Hang loose necklace made of Egyptian linen from Akhmim, beads, and upcycled old silver beads of Saafan’s. (Supplied)

CAIRO: “Whenever her name is mentioned, I am immediately reminded of her smell. It’s the same familiar scent that always told me I was in her home. She was an avid storyteller and so my memory of her is marked by a hint of magic.”

The Egyptian artist Rasha Saafan is talking about her late maternal grandmother, whose memory serves as inspiration for Saafan’s hobby-turned business, Ghazala.

Ghazala, which translates as ‘female deer,’ is a Cairo-based jewelry and accessories brand that specializes in distinctive handmade accessories, with a focus on necklaces and earrings. The brand stems from, among other things, Saafan’s fascination with the past.

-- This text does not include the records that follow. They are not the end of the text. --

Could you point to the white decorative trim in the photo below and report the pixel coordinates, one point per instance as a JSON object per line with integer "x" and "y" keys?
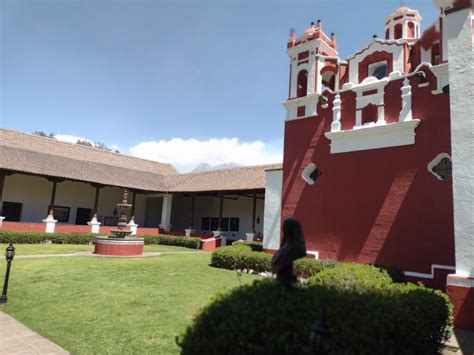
{"x": 306, "y": 46}
{"x": 435, "y": 162}
{"x": 406, "y": 112}
{"x": 309, "y": 101}
{"x": 431, "y": 275}
{"x": 456, "y": 280}
{"x": 373, "y": 137}
{"x": 188, "y": 232}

A graduate of both Cairo’s Helwan Faculty of Fine Arts and the Higher Institute of Theatrical Arts, Saafan spent the years after college sketching at her Manyal-based atelier. A while later, she began experimenting with creating accessories using a range of textiles, including fragments from her late father’s shirts as well as woven fabrics collected on her travels to India, Nepal, Thailand, Tunisia, Romania and Turkey. Saafan also used snippets of her late grandmother’s clothes discovered during frequent visits to her house.

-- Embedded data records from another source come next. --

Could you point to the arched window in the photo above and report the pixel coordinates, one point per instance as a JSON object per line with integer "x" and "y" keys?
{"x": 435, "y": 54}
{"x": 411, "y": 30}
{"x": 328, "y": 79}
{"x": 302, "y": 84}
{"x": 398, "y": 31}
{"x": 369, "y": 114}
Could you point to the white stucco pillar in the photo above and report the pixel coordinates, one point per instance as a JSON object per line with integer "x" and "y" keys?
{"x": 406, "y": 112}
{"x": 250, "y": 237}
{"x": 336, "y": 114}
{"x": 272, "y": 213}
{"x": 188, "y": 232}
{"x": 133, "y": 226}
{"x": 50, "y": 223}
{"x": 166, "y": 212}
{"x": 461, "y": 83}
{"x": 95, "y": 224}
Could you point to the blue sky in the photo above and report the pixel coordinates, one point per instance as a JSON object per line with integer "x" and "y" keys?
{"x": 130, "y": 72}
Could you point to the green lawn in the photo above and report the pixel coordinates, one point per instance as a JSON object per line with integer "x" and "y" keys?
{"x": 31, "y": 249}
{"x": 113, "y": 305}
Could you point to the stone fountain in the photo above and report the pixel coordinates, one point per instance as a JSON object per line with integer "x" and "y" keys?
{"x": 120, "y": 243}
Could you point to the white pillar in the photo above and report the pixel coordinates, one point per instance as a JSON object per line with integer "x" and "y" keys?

“I was tidying her room one day when I found a suitcase stored under her bed. When I opened it, I found old photographs of her with my grandfather, a handful of her clothes and a collection of fabrics,” Saafan recalls. “I could recognize her traces in her garments, in how they carried her distinctive smell, and I wanted to capture these hints in a beautiful necklace that would always keep me company.”

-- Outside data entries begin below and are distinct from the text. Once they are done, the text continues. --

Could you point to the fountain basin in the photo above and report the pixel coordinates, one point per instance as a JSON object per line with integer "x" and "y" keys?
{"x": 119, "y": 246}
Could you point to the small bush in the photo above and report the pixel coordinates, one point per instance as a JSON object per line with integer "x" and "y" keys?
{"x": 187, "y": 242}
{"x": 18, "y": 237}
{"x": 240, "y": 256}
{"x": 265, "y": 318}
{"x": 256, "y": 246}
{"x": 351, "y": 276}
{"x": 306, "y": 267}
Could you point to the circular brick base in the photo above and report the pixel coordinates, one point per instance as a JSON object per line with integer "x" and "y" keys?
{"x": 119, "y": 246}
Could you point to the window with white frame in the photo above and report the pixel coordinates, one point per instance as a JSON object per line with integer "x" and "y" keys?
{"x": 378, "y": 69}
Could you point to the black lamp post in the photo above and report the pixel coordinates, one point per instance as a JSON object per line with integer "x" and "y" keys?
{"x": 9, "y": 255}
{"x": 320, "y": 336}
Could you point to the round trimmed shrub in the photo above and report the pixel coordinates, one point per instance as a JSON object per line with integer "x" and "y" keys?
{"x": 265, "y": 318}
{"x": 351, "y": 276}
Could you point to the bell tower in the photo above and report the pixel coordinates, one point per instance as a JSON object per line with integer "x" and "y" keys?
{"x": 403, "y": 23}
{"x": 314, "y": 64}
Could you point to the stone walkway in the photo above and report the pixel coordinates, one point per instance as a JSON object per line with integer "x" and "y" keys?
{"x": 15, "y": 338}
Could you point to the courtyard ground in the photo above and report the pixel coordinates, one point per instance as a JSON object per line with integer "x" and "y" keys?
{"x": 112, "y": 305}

But Saafan was also honoring her grandmother’s vocation as an avid arts-and-crafts lover. “Grandma had a sewing machine and was adept at crochet and hand knitting. She made all of her children’s clothes from scratch. She was truly an artist at heart,” Saafan says.

Typically, Saafan mixes her fabrics with beads and old silver to create her accessories. “This blending of materials is what renders something unique,” she explains.

More than celebrating the memory of loved ones, Ghazala also attests to the remedial power of art. Saafan responds to the loss of loved ones by sewing fruit seeds on to the heart of an accessory then wrapping it with fabric. “It’s exactly as if you’re planting something within an otherwise lifeless object, pumping life into it,” she says.

A self-taught jewelry designer, Saafan thinks of Ghazala as her own rebellion against the academy and how it grounded her art education in technicalities.

“I think education ruins an artist’s spontaneity,” she says. “Whenever I sketch, I start thinking about proportions right away. I can’t seem to free myself from this excessive obsession with technicalities and this is precisely why I never wanted to ‘learn’ jewelry making.”

In fact, Saafan recognizes and takes pride in the beauty of imperfection. From keeping untrimmed threads to preserving visible signs of wear on her accessories, she places strong emphasis on “the spontaneity that drives the creative process.”

With every purchase, a Ghazala piece embarks on a new journey. So far, Ghazala accessories have been bought by clients in Germany, France, the UK, the US, Lebanon and Tunisia. Saafan takes meticulous care of the packaging process, personalizing every new order.  She puts her artful pieces in hand-made boxes carrying the client’s name. She also scribbles a few words about her feelings towards each artwork.

“I want to remind Ghazala’s clients that these accessories were crafted by human hands,” she remarks.

When Saafan’s not traveling and “showing Ghazala the world,” she’s in her studio, testing new designs and working on orders. She hopes to start incorporating sequins, “an under-rated decorative spangle,” into Ghazala’s designs soon. Her upcoming projects include working with families who have lost loved ones to cancer. The idea behind that project, Saafan explains, is to try and keep their memory alive by upcycling their clothes and reworking them into another of her inimitable accessories.